8 January 1973: Captain Paul D. Howman and First Lieutenant Lawrence W. Kullman, 4th Tactical Fighter Squadron, 432d Tactical Reconnaissance Wing, flying McDonnell F-4D-29-MC Phantom II 65-0796, were leading a flight of two fighters on combat air patrol in Route Pack III. Their call sign was CRAFTY ONE. A U.S. Navy cruiser, call sign RED CROWN, was steaming in the Gulf of Tonkin off the coast of North Vietnam, providing radar coverage for the fighters.
The following is a recount of the last USAF MiG kill in Southeast Asia; it occurred on 8 January 1973.
Crafty, a flight of two F-4s from the 4th Tactical Fighter Squadron, was assigned a night MiGCAP mission in support of B-52 strikes.

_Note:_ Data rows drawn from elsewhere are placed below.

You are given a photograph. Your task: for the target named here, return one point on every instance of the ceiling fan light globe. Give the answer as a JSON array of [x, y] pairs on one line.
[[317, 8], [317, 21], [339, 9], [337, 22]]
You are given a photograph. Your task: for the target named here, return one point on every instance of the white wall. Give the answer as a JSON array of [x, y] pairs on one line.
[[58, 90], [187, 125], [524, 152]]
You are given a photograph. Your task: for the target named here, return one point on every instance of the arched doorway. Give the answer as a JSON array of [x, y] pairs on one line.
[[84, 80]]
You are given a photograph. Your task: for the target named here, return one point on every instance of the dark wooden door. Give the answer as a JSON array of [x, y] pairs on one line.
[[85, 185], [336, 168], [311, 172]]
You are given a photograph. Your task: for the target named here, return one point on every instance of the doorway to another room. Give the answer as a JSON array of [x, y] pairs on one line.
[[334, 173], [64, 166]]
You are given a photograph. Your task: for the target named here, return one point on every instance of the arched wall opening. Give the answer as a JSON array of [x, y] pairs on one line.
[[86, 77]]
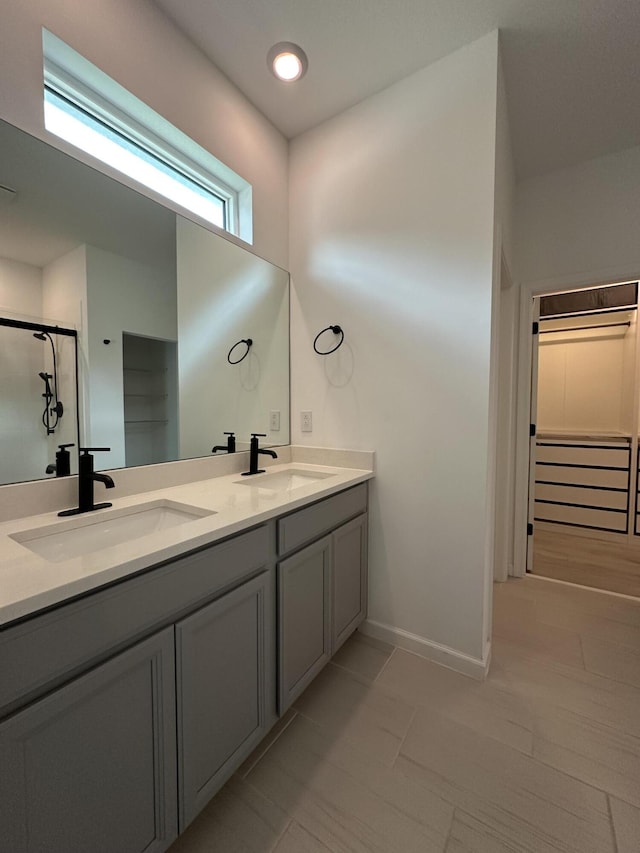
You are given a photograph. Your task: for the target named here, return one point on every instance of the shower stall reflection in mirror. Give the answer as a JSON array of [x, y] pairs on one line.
[[38, 398], [583, 485]]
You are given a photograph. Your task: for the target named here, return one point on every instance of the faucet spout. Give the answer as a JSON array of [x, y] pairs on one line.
[[104, 478], [86, 478]]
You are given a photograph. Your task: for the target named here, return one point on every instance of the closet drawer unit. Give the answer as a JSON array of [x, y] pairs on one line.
[[576, 496], [567, 476], [600, 455], [311, 523], [46, 650], [594, 519]]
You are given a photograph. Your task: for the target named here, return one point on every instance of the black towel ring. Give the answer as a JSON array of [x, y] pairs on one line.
[[337, 330], [248, 343]]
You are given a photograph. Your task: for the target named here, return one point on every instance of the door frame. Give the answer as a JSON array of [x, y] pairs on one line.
[[578, 281]]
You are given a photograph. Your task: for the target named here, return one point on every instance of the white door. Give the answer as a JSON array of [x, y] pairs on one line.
[[535, 336]]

They ingressed North Vietnam through the “Gorilla’s Head” and established their CAP about 70 miles southwest of Hanoi. The pilot of Crafty One was Captain Paul D. Howman. His backseater was First Lieutenant Lawrence W. Kullman. The following is Captain Howman’s description of the kill.
“About five minutes after arriving on station, we were advised by Red Crown that a MiG was airborne out of Phuc Yen and was heading southwest toward the inbound strike force. They vectored us northwest and told us he had leveled at 13,000 feet. Passing through [a heading of] north, we picked him up on radar at about 60 miles. We were able to follow him most of the way in as the range decreased. At about 30 miles, I called 02 and we jettisoned our centerline tanks.”

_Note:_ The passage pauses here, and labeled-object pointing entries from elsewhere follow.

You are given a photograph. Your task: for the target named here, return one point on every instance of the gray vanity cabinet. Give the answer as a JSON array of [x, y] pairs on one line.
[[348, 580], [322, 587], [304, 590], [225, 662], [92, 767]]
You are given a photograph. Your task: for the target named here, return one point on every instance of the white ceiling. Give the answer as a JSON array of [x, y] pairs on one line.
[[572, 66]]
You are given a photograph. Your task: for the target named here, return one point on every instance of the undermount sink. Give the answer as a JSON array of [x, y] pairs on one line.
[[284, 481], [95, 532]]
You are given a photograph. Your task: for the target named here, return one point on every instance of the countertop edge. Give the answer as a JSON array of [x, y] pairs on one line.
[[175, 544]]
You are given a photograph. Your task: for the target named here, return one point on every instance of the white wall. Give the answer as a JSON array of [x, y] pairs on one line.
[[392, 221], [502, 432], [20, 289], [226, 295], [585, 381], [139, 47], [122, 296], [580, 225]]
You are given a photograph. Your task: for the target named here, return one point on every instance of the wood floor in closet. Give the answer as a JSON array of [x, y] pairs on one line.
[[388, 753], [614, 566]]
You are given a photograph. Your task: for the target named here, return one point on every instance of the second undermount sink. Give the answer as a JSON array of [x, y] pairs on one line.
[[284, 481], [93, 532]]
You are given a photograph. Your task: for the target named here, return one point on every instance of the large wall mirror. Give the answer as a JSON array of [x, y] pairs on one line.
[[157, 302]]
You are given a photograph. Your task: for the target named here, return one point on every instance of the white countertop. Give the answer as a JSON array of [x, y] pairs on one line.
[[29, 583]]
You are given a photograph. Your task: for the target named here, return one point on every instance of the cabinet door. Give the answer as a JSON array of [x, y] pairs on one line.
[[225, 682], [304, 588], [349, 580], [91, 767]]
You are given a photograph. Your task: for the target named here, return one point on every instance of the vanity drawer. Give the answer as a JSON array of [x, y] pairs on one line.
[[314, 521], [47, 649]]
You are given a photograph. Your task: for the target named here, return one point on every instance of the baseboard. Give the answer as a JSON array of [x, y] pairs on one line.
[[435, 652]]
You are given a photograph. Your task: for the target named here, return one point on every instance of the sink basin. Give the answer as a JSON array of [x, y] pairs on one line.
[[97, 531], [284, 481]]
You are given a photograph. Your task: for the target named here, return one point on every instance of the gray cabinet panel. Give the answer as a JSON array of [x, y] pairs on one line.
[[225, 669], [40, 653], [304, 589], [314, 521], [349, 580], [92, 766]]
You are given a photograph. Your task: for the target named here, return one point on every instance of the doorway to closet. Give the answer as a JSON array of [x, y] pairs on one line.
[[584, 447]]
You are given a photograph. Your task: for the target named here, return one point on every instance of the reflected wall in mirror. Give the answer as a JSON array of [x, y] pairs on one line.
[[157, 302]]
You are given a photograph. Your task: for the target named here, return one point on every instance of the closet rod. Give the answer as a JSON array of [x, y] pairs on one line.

Crafty One and Two descended to 12,000 feet at 400 knots, still taking vectors. Red Crown turned them to a northeasterly heading. At 16 miles, Red Crown cleared Crafty to fire. Captain Howman’s account continues.
“At 10 miles I got a visual on an afterburner plume 20 degrees right and slightly high. I called him out to the backseater and put the pipper on him. At 6 miles Lt. Kullman got a good full-system radar lock-on. Range was about 4 miles and overtake 900+ knots when I squeezed the trigger. The missile came off, did a little roll to the left, and tracked toward the “burner plume.” It detonated 50 feet short of his tail.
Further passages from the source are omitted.